Monday, June 11, 2012
True Grit (2010) Directed by Joel & Ethan Coen
Nick:
Prefab Sprout's "The Gunmen & Other Stories" is my least favorite album by the band. Paddy dipping his toes into Country & Western music was always going to be a bad idea. Even though the album contained a couple of gems, the Prefab's never convinced as Cowboys. When I found out the Coen Brothers were making a real Western, for a brief moment I thought: would they fall into a Prefab- sized trap and get lost on the prairie trail? Well not actually. One has only to look at the Coen Brothers filmography to realize they've been making Westerns all the time. Blood Simple, Raizing Arizona, Fargo, O Brother, Where Art Thou? and No Country For Old Men could have all been played out as Westerns.
True Grit has been greeted with the fanfare that greets any Western nowadays, so rare they are. It's a remake of a John Wayne picture from the late 1960's that is pretty decent itself if memory serves. The Coen Brothers claim not to have paid attention to the Wayne version from 1969, instead basing their film on the original novel written by Charles Portis in 1968. Several scenes in their remake really echo the earlier film, such as the grizzly US Marshall Rooster Cogburn all guns blazing on horse back in a one against four scenario.
The original scene is pretty iconic stuff, Clint Eastwood stole it for The Outlaw Josey Wales, and here it appears again. The Coens being such film geeks seem unable to resist a little nod to Wayne the Icon. When Jeff Bridges (playing Cogburn) appears at the opening of a mine shaft, all silhouette, it's a homage to Wayne in The Searchers and one of the most iconic shots in Cinema history.
But is True Grit 2010 any good? Yes, it's excellent. The film is not quite up there with Eastwood's Unforgiven as a postmodern Western (few films in any genre are), but it holds its own against pictures like Open Range, Deadwood the TV Series, and the movie it most feels like, Jim Jarmusch's wonky, revisionist Dead Man. There are a few typically eccentric Coen scenes, but mostly True Grit plays it straight, with a tight script and excellent cinematography. Jeff Bridges, Matt Damon and especially Hailee Steinfeild carry the film with solid performances. My only real grumble is the ending, which seems unnecessary (no spoiler here), when there seemed to be so much more story to tell. True Grit is the best Coen Brothers movie in a long while. I'm glad to have a new Western picture too. I'll be revisiting it again, I know.
Astrid:
They forgot to put Heilee Steinfeld's name on that poster. She is Mattie Ross, a daughter who wants to get revenge for her father's death. She is on screen more than anybody else in this film. If anyone has true grit here, it is her character.

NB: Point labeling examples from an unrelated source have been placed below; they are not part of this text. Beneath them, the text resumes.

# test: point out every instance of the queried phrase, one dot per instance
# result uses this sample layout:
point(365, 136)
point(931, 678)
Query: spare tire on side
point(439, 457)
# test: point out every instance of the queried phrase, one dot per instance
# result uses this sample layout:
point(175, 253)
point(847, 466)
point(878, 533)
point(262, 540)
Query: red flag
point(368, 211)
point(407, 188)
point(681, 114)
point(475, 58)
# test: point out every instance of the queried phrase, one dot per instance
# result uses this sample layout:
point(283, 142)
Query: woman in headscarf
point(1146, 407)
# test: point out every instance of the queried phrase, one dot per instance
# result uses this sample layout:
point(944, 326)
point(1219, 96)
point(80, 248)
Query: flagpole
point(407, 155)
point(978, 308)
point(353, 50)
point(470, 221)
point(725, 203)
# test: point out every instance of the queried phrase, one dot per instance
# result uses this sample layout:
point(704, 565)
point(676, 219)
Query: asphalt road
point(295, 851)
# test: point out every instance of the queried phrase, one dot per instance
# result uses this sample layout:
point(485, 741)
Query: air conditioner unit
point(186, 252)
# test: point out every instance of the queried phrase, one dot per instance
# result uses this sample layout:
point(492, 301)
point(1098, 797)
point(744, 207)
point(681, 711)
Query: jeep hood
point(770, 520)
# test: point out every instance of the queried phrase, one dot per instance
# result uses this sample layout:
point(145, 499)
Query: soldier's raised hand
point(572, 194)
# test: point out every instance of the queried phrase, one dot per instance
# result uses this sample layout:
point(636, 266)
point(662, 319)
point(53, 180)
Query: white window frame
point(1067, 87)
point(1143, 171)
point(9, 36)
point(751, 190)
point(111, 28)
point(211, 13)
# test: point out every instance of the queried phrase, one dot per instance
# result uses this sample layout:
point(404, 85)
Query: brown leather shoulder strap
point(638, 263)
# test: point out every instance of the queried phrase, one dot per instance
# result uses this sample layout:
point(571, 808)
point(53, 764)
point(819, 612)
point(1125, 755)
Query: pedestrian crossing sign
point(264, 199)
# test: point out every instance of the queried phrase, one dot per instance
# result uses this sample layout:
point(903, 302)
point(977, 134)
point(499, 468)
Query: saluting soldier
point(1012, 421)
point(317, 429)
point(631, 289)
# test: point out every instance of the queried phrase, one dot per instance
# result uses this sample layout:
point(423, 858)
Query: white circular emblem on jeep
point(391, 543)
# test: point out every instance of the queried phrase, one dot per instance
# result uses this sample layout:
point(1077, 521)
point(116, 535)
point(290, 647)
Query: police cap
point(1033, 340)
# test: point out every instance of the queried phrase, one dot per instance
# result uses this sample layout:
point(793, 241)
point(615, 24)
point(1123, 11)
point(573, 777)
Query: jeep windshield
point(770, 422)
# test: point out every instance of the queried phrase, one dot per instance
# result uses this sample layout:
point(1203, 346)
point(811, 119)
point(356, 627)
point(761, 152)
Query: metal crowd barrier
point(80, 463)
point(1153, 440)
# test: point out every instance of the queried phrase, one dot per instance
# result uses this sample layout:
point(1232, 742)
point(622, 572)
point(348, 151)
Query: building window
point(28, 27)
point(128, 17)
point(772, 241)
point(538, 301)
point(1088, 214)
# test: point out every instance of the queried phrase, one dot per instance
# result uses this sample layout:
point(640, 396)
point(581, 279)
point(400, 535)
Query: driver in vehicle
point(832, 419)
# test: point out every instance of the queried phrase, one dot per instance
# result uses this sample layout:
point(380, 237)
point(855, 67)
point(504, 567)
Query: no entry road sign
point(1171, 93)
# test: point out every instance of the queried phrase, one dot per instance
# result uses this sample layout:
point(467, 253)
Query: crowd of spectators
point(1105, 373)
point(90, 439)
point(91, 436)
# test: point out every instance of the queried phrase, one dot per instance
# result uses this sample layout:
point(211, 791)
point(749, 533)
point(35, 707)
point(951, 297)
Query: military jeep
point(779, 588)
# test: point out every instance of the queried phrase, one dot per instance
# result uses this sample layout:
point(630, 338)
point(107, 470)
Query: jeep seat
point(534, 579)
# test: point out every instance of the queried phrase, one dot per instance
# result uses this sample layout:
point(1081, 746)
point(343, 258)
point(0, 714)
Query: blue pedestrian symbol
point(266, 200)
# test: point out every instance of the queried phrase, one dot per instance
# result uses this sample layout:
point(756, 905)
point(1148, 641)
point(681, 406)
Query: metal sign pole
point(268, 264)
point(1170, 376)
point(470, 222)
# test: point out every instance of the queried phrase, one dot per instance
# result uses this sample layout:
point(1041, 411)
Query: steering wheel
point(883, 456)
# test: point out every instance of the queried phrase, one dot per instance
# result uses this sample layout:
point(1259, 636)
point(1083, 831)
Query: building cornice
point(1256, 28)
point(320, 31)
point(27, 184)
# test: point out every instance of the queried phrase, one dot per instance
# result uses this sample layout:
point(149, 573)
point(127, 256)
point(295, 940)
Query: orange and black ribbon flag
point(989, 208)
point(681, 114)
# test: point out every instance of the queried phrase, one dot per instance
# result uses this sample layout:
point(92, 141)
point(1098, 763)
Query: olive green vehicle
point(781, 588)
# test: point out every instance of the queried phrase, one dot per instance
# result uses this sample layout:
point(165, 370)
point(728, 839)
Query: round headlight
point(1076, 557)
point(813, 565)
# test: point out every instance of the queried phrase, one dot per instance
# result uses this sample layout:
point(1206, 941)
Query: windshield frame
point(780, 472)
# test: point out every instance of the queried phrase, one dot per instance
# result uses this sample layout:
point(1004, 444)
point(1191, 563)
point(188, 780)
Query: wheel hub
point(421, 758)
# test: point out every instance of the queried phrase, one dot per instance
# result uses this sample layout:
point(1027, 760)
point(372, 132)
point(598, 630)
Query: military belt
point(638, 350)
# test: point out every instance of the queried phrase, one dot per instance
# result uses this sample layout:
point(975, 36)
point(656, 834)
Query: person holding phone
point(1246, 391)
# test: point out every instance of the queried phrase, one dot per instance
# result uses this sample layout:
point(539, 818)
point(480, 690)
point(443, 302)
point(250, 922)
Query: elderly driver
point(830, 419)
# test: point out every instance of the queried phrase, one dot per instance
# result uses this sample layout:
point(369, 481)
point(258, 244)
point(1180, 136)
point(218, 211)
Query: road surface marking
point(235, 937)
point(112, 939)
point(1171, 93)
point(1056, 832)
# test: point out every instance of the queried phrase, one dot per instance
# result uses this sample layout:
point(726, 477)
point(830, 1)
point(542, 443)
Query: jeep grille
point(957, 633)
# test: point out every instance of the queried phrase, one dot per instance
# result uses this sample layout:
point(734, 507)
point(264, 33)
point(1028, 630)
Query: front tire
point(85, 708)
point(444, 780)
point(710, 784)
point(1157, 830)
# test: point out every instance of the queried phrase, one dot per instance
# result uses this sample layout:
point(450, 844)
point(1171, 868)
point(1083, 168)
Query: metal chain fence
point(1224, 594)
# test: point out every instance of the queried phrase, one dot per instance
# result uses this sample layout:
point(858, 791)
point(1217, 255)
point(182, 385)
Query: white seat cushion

It is too bad that the Coen brothers made their True Grit so explicitly violent, because now young girls cannot watch it. Without the violence, it would be a great story of empowerment for preteens and teenage girls. I know a nine-year-old who loves Calamity Jane and who would love Mattie Ross' narrative even more.
I congratulate the Coens for their portrayal of Mattie Ross. Forget the young girls I was talking about – I felt empowered by her story. In Mattie the Luise M. Alcott -style girl characters get put into the genre of the Western. And discounting a little spanking, Mattie gets through the two hours without the usual rape and other sexual violence scenes so mandatory with any women characters presented in the Westerns.
Of course the Coens have been very interested in what Mattie unleashes and reveals about the men in True Grit. Is the Dude just a nasty dude or a dude with heart? Is Matt Damon generally a little repulsive or is he actually a good actor?
And by the way, Heilee Steinfeld and Annette Bening should be up for the Best Actor Oscar. That's an opinion I hold. – yes, I know they are women.